Of course, that begs the question of the eventual viability of the business when one or the other of the partners pulls out the Partnership Agreement in the first place. Usually, when reliance upon the written agreement is made, the relationship is already in serious difficulties. A delay in its resolution will undoubtedly affect negatively the business and hence our recommendation for these matters to be handled quickly, deftly and with the capability of being enforced rather than utilized as a further tool in the dispute.

If you would like to consult with us before the matters turn confrontational or even if they already have, please don’t hesitate to contact us.

The Mutual Legal Assistance in Criminal Matters Act

Peter Welsh Corporate Law

This is something you should know about. A relatively new and not well known piece of Federal Legislation in Canada can be of considerable help to enforce in Canada a Judgment obtained in a foreign jurisdiction. Under Treaties between Canada and numerous other countries, the legislation allows for some rather severe and effective entitlements in Canada for those who have secured a Judgment in another Country but have been frustrated in their efforts to enforce it.

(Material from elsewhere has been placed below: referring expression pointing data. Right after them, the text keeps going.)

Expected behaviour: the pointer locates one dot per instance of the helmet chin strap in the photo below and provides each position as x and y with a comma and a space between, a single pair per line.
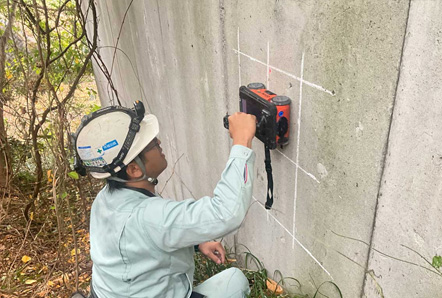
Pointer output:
140, 163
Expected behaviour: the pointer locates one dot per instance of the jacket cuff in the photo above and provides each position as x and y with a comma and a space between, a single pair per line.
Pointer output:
240, 151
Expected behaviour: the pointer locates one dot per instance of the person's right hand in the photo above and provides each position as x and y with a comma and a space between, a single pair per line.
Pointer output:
242, 128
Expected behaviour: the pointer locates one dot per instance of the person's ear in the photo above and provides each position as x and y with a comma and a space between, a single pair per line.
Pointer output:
133, 171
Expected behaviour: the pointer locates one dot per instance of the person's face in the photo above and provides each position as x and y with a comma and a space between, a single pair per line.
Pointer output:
155, 160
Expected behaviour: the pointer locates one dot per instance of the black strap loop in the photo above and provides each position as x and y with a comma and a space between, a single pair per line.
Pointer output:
268, 164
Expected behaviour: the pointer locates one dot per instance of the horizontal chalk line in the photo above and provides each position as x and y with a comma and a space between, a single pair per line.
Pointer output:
299, 167
332, 93
294, 238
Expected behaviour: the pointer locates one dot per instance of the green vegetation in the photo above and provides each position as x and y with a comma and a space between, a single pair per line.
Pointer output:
258, 277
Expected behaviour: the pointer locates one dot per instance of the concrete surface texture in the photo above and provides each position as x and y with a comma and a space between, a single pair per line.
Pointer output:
358, 189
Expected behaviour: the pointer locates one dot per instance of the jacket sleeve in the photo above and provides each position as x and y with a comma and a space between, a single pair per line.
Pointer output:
172, 225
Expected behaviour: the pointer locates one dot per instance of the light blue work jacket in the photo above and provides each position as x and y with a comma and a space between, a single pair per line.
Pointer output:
143, 246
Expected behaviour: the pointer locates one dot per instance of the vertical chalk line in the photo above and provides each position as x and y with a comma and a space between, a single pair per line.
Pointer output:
332, 93
304, 171
268, 62
239, 61
294, 238
297, 148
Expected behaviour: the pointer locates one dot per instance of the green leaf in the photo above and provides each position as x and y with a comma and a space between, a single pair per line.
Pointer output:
73, 175
437, 261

In essence, this Act allows, in certain circumstances, for the filing in a Canadian Court of an Order obtained for the collection of a Judgment, the enforcement of a payment or the seizure of assets that are in Canada. The Act is similar to the Reciprocal Enforcement of Judgments Act which is long established inter-provincial legislation allowing for a Judgment in one province to be filed and enforced in a Court in another province. The Mutual Legal Assistance in Criminal Matters Act provides that the assets in Canada of a party defendant sued successfully in another jurisdiction may be frozen in Canada. That includes “freeze” Orders on bank accounts and seizure of real estate and personal property.

The Process

The process is simple. The Applicant (with a Judgment in a foreign jurisdiction) applies to The Central Authority of Canada (which means, in Canada, the Federal Minister of Justice) with a mere letter together with the foreign Judgment appended and requests enforcement of the foreign Order.

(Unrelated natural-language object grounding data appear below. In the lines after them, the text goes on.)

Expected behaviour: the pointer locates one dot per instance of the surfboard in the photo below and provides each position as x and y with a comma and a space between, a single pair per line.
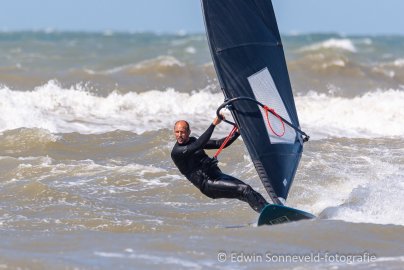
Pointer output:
250, 64
277, 214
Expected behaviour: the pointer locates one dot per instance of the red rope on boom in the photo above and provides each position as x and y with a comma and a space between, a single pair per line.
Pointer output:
225, 142
267, 110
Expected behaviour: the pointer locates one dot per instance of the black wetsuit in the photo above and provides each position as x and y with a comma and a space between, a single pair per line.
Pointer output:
203, 172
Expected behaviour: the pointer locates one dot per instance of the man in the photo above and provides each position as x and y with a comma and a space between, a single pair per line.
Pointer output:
189, 156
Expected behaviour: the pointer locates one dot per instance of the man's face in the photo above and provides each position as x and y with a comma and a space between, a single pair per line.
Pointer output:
181, 132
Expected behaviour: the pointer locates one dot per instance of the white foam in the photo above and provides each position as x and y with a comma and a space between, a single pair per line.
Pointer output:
333, 43
373, 197
399, 62
163, 61
61, 110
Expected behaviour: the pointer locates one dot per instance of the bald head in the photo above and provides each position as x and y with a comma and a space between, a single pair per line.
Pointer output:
182, 123
182, 131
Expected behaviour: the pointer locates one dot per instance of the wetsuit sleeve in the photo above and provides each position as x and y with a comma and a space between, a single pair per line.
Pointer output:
200, 143
215, 144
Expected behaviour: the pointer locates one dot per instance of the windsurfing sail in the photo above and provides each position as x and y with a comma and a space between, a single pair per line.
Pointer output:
248, 56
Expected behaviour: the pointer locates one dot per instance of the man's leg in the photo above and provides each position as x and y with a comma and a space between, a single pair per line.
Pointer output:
226, 186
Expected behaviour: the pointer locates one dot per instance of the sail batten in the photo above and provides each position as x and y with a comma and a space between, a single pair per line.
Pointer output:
248, 56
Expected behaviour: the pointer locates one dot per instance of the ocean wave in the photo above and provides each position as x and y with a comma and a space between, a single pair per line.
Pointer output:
162, 63
58, 110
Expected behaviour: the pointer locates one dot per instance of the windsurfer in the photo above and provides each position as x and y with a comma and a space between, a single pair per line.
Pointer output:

The Minister of Justice applies to the Canadian Court having jurisdiction for enforcement of the “freeze” Order.

Several recent, somewhat famous, cases illustrate its effectiveness.

Example

The Government of Iran was successfully sued in California for liability arising from the death of a hostage during a ransom case in the Middle East. But Iran had no assets in California. The relatives of the hostage brought a California Judgment into Canada to seize the Iranian Embassy in Ottawa. They got the Court Order in Ontario which froze the Iranian Embassy.

My current case

I currently have a case involving a criminal conviction in the United States. The United States Department of Justice holds a Forfeiture Order from a US Court, forfeiting any assets anywhere that the defendant held. In this case, the United States Department of Justice has claimed that assets of a third party in Canada (who is my client) are actually the assets of the defendant in the United States. The United States Department of Justice obtained an Order from the Ontario Superior Court of Justice to freeze the Canadian assets, claiming that the Canadian assets were “substitute assets”.

But beware of abuse

Now there is a potential for misapplication: by way of obtuse example, if a hotel patron were to not pay a hotel bill in a foreign destination resort or hotel, the foreign hotel could obtain a Judgment in the foreign jurisdiction against the hotel patron and then with unsworn testimony, claim that assets of a third party in Canada are actually the substitute assets of the defaulting hotel patron and obtain a Freeze Order over the third party’s assets in Canada.

As with almost anything, some very good intentions of legislators (possibly the seizure of hidden drug money or fraud proceeds) may spill over in to the seizure or “freezing” of completely legitimate property.

As my case unfolds, I’ll update this blog to let you know what has become of the assets of my client that have been frozen in Canada to satisfy a Judgment obligation of a US convicted felon currently a prisoner in the United States. The frozen assets in Canada may not, in fact, be the “substitute assets” of, in my example above, the hotel patron.